El partido ante Ipswich fue precisamente eso: un manual de liderazgo desde el balón. Cuando el duelo pedía una chispa, Bruno la encendió. Cuando el equipo necesitaba calma tras un golpe, la impuso. Y lo hizo en una semana en la que su capacidad para capitanear al grupo venía de ser cuestionada tras la pobre actuación en Hull.
Carrick no compró ese relato. «No me sorprende», dijo sobre las críticas. «Es el tipo de cosas que se dicen cuando pierdes. Solo porque pierdas un partido no significa que todo esté mal o que no quieran jugar, que no sean apasionados o que no haya líderes». Para el entrenador, la respuesta está en cómo reacciona el vestuario: «Los mejores equipos pierden partidos. Los mejores equipos se levantan. Desde que estamos aquí, los chicos han respondido muy bien a los distintos reveses, y eso nos va a venir muy bien de cara al futuro».
Mainoo, el sostén silencioso
Mientras las cámaras perseguían a Bruno, Carrick miraba más atrás. Hacia el círculo central. Allí mandaba Kobbie Mainoo en su primera titularidad de la temporada tras un regreso tardío a la pretemporada.
El centrocampista, de 21 años, volvió de un Mundial con Inglaterra sin haber disputado un solo minuto. Tres semanas después de regresar a Man Utd, ocupó el rol más delicado: mediocentro más retrasado en pareja con Youri Tielemans. Y no se escondió.
Recibió bajo presión, distribuyó con criterio, robó, dio coberturas. Sostuvo al equipo cuando el partido se abría. Exactamente lo que Carrick le pedía.
«Ha estado prácticamente bien en todo para ser su primera titularidad desde la vuelta», valoró el entrenador. «Le hemos gestionado un poco, y tenemos buenos centrocampistas, así que se trata de sacar el máximo de las combinaciones. Entiendo que Bruno se llevará mucho mérito hoy y lo merece, pero creo que Kobbie ha estado inmenso en el centro del campo y ha sido la base del rendimiento del equipo».
La palabra no es casual: «inmenso». Carrick ve en el canterano algo más que energía y piernas. Ve personalidad. Y eso, en este Man Utd, empieza a ser imprescindible.
Competencia feroz en la sala de máquinas
La exhibición de Mainoo llegó en una noche simbólica. Antes del pitido inicial, el club presentó sobre el césped a Carlos Baleba, fichaje de 70 millones de libras procedente de Brighton. Un mensaje claro: el centro del campo será territorio de máxima competencia.
Con Baleba recién llegado, Tielemans asentado y Mainoo dando este tipo de actuaciones, Carrick tiene un rompecabezas interesante. «Tenemos buenos centrocampistas», insistió. Ahora se trata de elegir las parejas adecuadas, los matices, las sociedades que mejor encajen con la versión más dominante de Bruno.
Porque si algo dejó el 5-2 ante Ipswich es la sensación de que, cuando el capitán entra en racha y el mediocentro sostiene, Man Utd se convierte en un equipo muy difícil de contener.

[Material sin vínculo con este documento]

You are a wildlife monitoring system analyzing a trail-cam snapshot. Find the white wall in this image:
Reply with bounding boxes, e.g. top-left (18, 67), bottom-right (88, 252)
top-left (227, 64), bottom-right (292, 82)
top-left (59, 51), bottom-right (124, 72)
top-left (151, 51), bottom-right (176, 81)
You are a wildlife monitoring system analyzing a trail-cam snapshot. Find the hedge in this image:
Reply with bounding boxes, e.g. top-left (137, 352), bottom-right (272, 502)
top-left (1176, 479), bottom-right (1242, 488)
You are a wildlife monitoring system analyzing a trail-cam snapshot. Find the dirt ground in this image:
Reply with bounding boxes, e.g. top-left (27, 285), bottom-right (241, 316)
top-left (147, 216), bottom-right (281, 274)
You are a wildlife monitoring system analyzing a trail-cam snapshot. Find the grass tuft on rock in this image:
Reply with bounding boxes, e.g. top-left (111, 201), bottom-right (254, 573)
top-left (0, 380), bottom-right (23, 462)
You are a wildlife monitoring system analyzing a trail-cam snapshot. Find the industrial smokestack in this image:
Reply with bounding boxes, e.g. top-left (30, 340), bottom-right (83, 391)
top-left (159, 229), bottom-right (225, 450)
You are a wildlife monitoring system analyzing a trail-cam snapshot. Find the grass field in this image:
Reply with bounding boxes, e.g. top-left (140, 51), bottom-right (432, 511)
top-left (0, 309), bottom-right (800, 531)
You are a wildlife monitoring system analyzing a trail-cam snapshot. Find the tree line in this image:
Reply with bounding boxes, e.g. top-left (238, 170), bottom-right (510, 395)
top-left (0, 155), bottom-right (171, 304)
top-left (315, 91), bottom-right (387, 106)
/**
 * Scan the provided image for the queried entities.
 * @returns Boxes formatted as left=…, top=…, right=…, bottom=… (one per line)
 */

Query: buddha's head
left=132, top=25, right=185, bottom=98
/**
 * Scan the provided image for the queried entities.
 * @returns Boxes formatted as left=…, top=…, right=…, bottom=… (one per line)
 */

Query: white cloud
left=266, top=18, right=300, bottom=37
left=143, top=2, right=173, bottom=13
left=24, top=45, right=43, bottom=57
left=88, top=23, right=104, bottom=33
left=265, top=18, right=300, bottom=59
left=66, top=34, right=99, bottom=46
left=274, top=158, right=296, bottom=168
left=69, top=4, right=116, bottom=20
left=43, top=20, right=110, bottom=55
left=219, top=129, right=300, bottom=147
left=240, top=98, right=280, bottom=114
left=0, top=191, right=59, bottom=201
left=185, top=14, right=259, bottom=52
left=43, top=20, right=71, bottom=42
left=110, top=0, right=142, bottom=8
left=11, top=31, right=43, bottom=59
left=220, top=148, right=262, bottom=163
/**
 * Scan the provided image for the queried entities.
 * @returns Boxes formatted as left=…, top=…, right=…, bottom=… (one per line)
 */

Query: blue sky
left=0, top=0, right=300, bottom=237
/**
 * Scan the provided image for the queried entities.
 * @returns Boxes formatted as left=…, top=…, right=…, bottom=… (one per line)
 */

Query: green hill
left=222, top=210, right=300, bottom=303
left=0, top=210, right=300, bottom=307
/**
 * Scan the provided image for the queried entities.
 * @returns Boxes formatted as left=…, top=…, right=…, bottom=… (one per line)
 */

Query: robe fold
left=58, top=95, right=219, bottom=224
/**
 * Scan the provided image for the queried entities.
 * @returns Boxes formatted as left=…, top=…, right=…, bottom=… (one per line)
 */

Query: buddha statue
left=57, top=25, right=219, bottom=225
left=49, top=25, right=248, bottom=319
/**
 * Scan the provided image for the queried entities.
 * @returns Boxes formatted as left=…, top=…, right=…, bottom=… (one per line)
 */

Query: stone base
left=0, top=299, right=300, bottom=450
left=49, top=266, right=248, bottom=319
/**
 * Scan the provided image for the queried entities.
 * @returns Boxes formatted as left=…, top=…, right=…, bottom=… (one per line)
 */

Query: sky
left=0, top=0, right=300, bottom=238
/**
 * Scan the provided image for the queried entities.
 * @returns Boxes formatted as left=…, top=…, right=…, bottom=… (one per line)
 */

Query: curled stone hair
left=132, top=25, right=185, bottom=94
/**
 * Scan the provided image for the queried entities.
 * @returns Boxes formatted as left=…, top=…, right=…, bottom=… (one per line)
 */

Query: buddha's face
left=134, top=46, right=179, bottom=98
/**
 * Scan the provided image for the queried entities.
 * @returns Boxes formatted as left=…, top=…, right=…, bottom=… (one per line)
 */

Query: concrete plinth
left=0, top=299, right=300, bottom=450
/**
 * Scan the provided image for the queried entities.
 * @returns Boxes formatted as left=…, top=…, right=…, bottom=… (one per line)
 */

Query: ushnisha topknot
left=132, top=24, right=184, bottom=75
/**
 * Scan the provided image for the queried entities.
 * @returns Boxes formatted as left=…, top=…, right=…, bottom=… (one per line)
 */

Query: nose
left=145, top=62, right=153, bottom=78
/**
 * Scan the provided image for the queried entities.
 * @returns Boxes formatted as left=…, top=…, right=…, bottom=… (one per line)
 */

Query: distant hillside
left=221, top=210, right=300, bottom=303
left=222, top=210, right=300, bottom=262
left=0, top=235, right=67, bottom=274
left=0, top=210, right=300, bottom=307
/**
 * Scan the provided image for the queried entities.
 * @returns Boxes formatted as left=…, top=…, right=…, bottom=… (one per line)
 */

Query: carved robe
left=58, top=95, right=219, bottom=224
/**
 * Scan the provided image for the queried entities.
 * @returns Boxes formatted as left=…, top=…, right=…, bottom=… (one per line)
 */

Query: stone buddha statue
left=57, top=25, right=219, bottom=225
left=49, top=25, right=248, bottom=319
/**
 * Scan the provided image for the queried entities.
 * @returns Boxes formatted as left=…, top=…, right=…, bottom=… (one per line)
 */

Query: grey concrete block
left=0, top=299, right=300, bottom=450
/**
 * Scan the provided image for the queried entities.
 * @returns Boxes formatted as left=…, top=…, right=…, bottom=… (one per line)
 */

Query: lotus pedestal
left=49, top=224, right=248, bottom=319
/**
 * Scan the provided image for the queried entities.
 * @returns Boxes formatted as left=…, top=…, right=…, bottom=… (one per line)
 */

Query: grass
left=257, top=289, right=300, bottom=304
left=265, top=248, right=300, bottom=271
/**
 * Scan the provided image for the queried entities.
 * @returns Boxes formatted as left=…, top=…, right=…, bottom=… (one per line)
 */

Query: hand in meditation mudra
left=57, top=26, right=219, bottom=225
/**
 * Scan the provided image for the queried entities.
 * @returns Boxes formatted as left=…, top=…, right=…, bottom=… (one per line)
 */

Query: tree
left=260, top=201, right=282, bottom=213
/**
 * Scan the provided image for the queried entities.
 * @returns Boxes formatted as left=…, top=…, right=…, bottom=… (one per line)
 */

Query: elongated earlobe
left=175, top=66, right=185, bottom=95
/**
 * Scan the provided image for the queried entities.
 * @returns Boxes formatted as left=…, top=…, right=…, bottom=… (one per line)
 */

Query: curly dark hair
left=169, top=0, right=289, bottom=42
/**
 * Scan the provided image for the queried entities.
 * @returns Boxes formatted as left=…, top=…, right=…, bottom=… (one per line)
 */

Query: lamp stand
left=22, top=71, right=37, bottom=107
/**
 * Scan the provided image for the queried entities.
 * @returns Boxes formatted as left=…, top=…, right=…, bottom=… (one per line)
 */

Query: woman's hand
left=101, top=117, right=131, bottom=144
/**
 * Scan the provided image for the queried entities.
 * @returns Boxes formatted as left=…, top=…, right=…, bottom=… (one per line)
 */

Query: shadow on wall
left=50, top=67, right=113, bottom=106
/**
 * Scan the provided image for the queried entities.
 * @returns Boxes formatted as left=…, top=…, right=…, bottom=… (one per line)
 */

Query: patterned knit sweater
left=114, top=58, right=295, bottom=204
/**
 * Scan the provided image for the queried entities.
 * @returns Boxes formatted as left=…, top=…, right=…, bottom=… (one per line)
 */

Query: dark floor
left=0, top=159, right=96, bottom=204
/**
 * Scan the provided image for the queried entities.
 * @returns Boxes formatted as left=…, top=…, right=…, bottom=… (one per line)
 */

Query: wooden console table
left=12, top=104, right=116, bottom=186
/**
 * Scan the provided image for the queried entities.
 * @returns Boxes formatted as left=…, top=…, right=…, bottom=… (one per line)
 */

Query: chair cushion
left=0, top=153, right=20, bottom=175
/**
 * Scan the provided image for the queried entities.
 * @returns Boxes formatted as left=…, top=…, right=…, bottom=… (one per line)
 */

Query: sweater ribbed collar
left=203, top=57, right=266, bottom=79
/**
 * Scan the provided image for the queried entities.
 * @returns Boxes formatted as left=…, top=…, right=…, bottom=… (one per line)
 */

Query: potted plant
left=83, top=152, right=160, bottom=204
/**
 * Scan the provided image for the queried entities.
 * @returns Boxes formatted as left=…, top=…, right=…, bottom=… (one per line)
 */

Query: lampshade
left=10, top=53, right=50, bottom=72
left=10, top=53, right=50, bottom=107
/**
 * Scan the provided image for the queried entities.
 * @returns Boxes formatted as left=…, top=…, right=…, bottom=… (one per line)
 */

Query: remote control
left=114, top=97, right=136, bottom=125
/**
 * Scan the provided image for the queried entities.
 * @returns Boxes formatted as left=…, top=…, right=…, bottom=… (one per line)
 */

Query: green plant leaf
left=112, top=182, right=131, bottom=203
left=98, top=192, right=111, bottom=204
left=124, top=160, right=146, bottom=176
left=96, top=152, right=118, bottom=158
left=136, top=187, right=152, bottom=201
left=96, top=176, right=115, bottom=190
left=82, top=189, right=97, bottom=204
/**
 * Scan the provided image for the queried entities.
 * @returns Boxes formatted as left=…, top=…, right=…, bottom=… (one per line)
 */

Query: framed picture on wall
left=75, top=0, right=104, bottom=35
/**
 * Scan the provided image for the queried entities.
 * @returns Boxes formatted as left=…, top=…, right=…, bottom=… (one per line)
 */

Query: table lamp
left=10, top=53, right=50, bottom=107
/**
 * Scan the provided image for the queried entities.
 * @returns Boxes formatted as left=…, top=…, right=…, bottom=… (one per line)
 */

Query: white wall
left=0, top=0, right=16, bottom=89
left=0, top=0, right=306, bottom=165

Carrick lo sabe. «¿Qué más puedo decir? Ya hemos dicho mucho sobre él y solo llevo aquí seis o siete meses. Ojalá quede mucho más por venir». La frase va dirigida a Bruno, pero encaja igual con Mainoo y con un centro del campo que, de repente, parece tener fondo, talento y carácter para pelear por algo más que una buena noche en Old Trafford.